Not only could Joseph count but also so could all his neighbors. How many of us have smiled to ourselves at the nine-pound babies born two months or more early. We snicker to ourselves and at least think, “that’s a good story.” One can only imagine how many times Jesus must have heard the insults hurled at him, or spoken to his back. Words such as, “there he goes that b……. son of the carpenter.” Could this be implied in the local people's statement, "is this not the carpenter's son?" We dare not remove the scandal from the retelling. He was born in Scandal.

Joseph was a carpenter. He had a trade. He was skilled as an artisan. He was probably what we would consider lower middle class. However, one must remember that the baby was not born in his hometown but in a strange town considerable distance from family and friends. The census required Joseph and his nine months pregnant wife to travel to a place far from hearth and home. Luke records for us this and includes this one line that speaks volumes about his life, “there was no room in the Inn.” He was born in a stable not an Inn or a house. He was born into abject poverty. His birth announced and welcomed by the lowing of cattle, bleating of sheep and clucking of chickens not by the palace full of servants or heralds of the king. Again, we must remember that only a select few and those of us who read the story today know the words the angels spoke. It is in Poverty and not in a Palace that the newborn King is welcomed.

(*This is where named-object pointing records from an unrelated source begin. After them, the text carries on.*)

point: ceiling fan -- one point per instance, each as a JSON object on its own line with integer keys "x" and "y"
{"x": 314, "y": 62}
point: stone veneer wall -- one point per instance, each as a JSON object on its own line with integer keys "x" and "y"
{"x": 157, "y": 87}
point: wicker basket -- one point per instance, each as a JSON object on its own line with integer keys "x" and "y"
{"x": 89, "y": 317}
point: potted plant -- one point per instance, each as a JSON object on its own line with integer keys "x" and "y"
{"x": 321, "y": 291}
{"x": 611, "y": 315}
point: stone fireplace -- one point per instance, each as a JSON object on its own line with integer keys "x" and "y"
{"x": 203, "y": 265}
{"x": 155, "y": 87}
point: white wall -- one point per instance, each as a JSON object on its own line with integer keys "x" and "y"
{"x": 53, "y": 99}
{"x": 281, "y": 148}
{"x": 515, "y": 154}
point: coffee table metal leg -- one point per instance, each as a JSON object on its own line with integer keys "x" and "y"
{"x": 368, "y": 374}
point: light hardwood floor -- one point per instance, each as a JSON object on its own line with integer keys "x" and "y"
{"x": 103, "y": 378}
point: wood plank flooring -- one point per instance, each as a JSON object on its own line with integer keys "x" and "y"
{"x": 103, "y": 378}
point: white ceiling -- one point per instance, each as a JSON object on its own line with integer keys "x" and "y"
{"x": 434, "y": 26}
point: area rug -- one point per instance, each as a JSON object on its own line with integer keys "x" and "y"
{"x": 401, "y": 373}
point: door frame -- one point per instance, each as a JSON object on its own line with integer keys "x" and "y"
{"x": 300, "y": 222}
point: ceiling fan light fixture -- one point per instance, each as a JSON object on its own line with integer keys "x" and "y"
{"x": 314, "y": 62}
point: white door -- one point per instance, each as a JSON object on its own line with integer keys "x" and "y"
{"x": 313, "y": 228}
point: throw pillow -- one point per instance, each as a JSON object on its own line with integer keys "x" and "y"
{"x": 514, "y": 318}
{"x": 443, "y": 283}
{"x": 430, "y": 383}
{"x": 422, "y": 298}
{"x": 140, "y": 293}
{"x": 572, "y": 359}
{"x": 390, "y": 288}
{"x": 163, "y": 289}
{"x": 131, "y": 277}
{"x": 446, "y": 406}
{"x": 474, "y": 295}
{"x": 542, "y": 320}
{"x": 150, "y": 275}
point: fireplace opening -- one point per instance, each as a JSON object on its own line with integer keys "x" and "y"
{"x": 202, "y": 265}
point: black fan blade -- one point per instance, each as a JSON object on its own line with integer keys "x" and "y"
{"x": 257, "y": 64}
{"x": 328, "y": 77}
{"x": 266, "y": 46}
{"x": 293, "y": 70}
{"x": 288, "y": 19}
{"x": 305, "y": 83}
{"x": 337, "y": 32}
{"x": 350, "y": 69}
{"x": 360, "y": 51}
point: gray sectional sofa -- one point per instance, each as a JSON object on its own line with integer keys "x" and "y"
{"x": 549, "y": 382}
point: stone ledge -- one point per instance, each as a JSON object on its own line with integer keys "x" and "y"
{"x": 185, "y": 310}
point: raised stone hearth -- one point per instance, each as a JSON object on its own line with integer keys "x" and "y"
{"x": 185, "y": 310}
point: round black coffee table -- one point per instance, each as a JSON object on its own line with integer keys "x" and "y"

Not long after his birth, the angel tells Joseph and Mary to flee to Egypt because Herod wants to kill the child. The volatile and vindictive ruler is angry and he strikes out at the helpless children. All males two years and under are killed in Herod’s feeble attempt to hold on to his power. In a cruel and violent exercise of power as Matthew records for us the quotation from the Old Testament, that tells us “Rachael is weeping for her children….” In addition, the fulfillment of the scripture that says, “out of Egypt I have called my son.” One can only imagine what that next Christmas must have been like for the mothers weeping for their children. Jesus was born into a world of Violence and a Violent world.

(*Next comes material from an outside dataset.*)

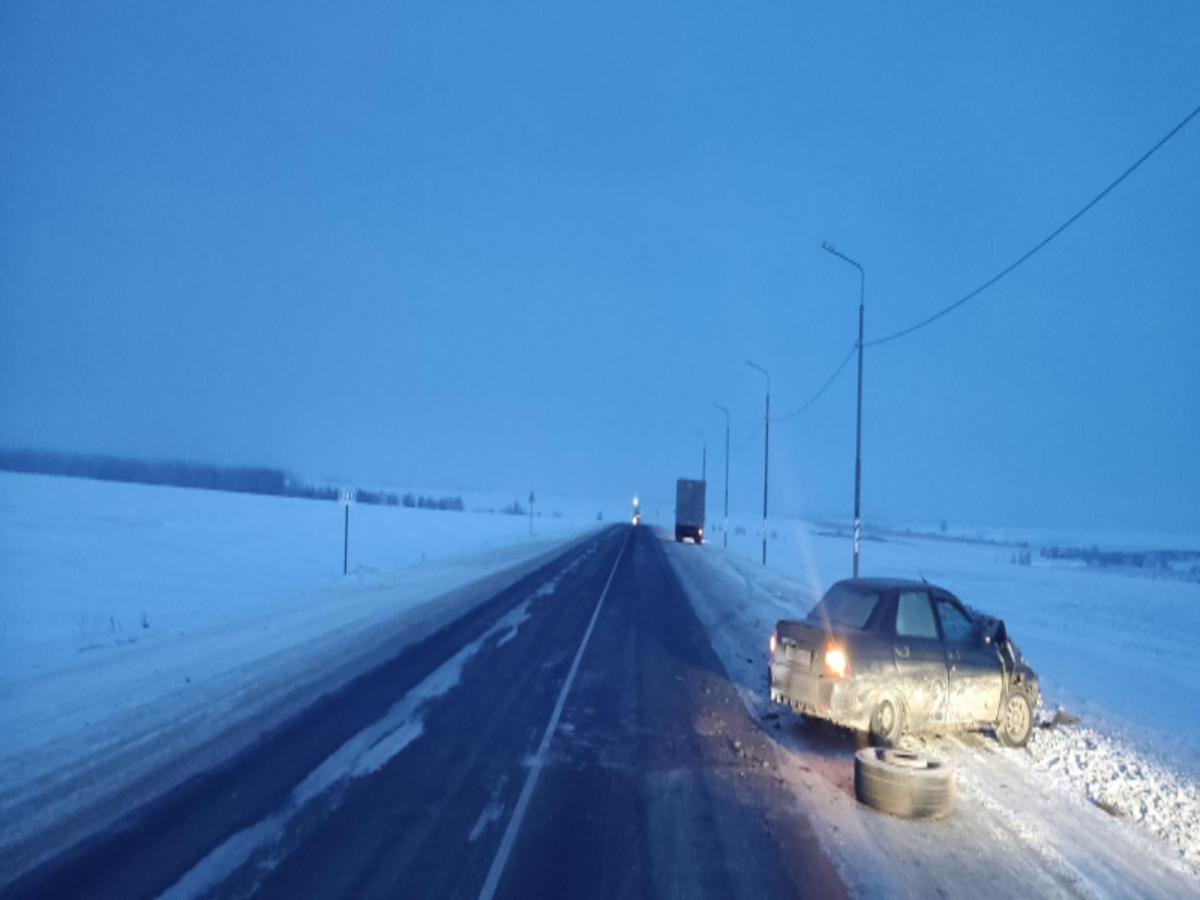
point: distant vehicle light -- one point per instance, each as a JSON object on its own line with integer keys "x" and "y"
{"x": 835, "y": 661}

One must wonder if the story might not have a broader appeal and impact if we shared with the world this story of Scandal, Poverty and Violence. To a world filled with Scandal, Poverty and Violence, this could be a truly transforming story. This is no sanitized, sterilized story for a perfect world. This is a story that must be told in all of its brutal realism. Real people must come to know the real love of the Savior. “For unto us today a Savior is born, Christ the Lord.”
  1. Born in Midst of Scandal.
  2. Born in Abject Poverty.
  3. Born in a World and Time of Violence.

This does not sound much like "Joy to the World!" "Silent Night!' or "Peace on Earth." But, then those are just lines from Christmas songs that present an idyllic view of the Christmas story.

Just some things to think about along the way. I will see you on down the road.